Brms ordinal model diagnostics. DHARMa for Bayesians

Rtui · November 14, 2022, 4:49am

Hello,

I am a masters student and quite new to Bayesian statistics and would greatly appreciate your help!

I am fitting mixed effect cumulative probit model in brms. I would like to check the normality and heteroscedasticity of the models residuals and look for signs of spatial autocorrelation. I was hoping to use the DHARMa package for this but keep receiving the following error.

################
Error in if (minSim == maxSim) scaledResiduals[i] = minSim else scaledResiduals[i] = runif(1, :
missing value where TRUE/FALSE needed
#####################

I have provide a reproduceable below?

If not, do you have advice on examining residuals for cumulative probit model in brms? I am particularly concerns about spatial autocorrelation.

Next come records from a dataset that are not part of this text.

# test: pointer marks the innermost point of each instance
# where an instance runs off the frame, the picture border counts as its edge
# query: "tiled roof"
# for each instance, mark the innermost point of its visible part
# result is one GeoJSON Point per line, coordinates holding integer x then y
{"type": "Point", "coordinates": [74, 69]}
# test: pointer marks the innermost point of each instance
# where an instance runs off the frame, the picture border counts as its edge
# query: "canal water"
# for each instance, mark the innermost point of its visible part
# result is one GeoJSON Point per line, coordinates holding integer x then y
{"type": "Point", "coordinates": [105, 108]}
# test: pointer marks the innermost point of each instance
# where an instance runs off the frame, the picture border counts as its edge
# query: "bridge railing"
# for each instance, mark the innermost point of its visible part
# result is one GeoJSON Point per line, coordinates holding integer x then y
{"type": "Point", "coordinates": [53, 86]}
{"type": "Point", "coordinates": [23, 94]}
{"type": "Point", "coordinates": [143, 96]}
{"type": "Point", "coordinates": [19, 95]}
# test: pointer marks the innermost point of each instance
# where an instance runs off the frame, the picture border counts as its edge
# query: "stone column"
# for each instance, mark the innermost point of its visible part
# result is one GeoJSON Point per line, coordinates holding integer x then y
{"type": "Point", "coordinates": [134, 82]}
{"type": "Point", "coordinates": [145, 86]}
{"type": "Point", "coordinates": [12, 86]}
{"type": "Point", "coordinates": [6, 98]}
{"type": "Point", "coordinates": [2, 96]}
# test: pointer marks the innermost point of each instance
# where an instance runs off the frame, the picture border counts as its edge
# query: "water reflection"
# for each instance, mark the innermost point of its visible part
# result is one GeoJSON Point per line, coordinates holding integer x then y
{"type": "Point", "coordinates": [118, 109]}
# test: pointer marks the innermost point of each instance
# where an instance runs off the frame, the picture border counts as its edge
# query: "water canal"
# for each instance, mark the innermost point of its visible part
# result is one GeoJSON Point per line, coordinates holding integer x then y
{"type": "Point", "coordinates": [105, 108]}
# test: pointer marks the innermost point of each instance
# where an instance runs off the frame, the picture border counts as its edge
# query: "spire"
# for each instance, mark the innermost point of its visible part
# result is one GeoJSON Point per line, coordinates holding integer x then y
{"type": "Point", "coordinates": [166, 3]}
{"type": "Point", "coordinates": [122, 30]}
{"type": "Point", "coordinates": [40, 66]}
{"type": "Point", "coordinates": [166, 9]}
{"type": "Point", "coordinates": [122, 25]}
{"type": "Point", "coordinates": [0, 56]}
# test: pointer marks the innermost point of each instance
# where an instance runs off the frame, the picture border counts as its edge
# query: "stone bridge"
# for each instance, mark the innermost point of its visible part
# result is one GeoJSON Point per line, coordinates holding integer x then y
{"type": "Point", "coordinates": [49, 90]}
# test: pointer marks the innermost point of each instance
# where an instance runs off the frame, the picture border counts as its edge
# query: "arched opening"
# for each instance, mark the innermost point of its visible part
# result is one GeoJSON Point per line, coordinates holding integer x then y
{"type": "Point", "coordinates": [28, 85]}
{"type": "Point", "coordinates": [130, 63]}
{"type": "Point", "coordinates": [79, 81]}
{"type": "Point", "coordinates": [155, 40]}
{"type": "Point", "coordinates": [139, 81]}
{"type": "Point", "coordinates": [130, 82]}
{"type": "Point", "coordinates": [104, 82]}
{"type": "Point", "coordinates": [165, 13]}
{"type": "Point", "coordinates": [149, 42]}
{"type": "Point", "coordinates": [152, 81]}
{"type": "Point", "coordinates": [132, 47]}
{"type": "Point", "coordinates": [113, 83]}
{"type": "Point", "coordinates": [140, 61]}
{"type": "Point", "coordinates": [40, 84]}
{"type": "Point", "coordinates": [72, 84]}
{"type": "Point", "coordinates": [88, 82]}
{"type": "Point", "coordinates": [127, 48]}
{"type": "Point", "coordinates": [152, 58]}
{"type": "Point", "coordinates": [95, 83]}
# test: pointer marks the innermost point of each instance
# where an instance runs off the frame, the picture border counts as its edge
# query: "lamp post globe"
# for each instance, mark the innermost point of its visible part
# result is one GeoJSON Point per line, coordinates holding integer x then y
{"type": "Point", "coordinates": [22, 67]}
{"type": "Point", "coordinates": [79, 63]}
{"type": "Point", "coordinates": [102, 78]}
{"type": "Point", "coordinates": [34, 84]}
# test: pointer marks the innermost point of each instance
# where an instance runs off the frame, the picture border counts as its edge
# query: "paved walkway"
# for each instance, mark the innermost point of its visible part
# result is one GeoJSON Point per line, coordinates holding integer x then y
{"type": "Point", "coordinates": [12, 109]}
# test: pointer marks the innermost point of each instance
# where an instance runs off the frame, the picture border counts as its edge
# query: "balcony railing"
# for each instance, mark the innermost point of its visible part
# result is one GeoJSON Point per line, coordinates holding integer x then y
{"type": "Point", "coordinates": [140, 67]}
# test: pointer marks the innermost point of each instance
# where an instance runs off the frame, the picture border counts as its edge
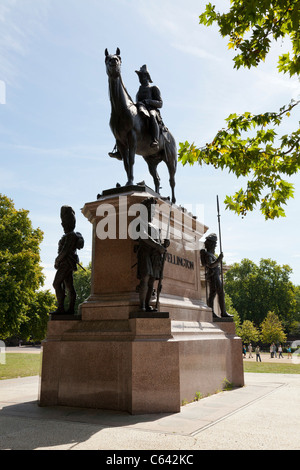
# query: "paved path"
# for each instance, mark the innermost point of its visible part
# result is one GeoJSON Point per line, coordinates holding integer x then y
{"type": "Point", "coordinates": [265, 414]}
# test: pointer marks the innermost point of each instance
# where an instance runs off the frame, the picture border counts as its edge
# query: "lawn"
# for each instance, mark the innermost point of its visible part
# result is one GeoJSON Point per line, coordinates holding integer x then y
{"type": "Point", "coordinates": [273, 368]}
{"type": "Point", "coordinates": [20, 365]}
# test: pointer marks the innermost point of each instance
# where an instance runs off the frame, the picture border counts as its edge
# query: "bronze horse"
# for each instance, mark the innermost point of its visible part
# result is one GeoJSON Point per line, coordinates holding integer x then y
{"type": "Point", "coordinates": [131, 130]}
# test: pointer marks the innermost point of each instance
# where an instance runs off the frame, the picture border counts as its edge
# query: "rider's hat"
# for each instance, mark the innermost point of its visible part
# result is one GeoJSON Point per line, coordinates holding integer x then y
{"type": "Point", "coordinates": [144, 70]}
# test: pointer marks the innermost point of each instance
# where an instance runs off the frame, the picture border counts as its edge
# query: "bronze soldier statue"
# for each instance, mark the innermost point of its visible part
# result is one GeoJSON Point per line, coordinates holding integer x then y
{"type": "Point", "coordinates": [212, 274]}
{"type": "Point", "coordinates": [149, 102]}
{"type": "Point", "coordinates": [150, 257]}
{"type": "Point", "coordinates": [66, 262]}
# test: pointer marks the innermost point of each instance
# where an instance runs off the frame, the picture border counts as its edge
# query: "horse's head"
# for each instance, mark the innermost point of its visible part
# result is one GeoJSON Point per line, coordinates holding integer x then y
{"type": "Point", "coordinates": [113, 63]}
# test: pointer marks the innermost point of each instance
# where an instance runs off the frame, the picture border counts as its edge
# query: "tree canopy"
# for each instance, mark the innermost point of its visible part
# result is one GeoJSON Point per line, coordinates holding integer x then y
{"type": "Point", "coordinates": [249, 145]}
{"type": "Point", "coordinates": [257, 289]}
{"type": "Point", "coordinates": [20, 273]}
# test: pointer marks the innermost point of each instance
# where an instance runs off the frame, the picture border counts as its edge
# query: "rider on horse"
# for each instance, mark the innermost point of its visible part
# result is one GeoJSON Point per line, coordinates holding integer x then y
{"type": "Point", "coordinates": [148, 103]}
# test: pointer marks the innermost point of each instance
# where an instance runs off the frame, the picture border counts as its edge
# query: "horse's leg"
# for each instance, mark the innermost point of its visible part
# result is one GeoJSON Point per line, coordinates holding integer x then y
{"type": "Point", "coordinates": [152, 165]}
{"type": "Point", "coordinates": [123, 149]}
{"type": "Point", "coordinates": [131, 157]}
{"type": "Point", "coordinates": [171, 162]}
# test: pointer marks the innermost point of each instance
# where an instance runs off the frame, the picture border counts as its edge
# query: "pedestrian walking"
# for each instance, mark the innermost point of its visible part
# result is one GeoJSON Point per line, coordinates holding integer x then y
{"type": "Point", "coordinates": [257, 352]}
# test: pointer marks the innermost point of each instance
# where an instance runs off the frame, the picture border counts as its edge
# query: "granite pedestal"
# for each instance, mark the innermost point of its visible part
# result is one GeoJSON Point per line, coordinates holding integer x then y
{"type": "Point", "coordinates": [112, 356]}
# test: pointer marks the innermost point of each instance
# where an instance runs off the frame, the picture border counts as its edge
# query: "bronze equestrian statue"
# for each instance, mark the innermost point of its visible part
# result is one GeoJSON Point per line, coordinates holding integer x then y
{"type": "Point", "coordinates": [137, 127]}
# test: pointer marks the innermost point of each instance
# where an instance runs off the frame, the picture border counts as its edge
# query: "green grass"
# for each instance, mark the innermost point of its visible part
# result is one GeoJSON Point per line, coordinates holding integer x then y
{"type": "Point", "coordinates": [20, 365]}
{"type": "Point", "coordinates": [273, 368]}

Please let me if you need any more information.

Many thanks!

note: the code I am using is below is modified from these two posts

Code for createDHARMa.
Code for model creation

library(dplyr)
library(forcats)
library(tidyr)
library(modelr)
library(tidybayes)
library(rstan)
library(brms)
library(posterior)


#generate dataset
set.seed(5)
n = 10
n_condition = 5

testdata <-
  tibble(
    response = rep(c("A","B","C","D","E"), n),
    predictor = rnorm(n * 5, c(0,1,2,1,-1,8,9,8), 3),
    randomEff = rnorm(n * 5, c(2,3), 1)) %>% 
  mutate(randomEff = round(randomEff)) %>% 
  mutate(randomEff = as.factor(randomEff)) %>% 
  mutate(response = factor(response, order = TRUE, levels = c("A","B","C","D","E")))

str(df)

#fit model
model <- brm(response ~ predictor + (1|randomEff),
            data = testdata,
            family=cumulative("logit"),
            file = paste0("mod1.Rmd"),
            control = list(adapt_delta=0.98), backend = "cmdstanr",
            chains = 4, cores = 4, warmup = 1000, iter = 2000)


# attempting DHARMa 
model.check <- createDHARMa(
  simulatedResponse = t(posterior_predict(model)),
  observedResponse = testdata$response,
  fittedPredictedResponse = apply(t(posterior_epred(model)), 1, mean),
  integerResponse = TRUE)

plot(model.check)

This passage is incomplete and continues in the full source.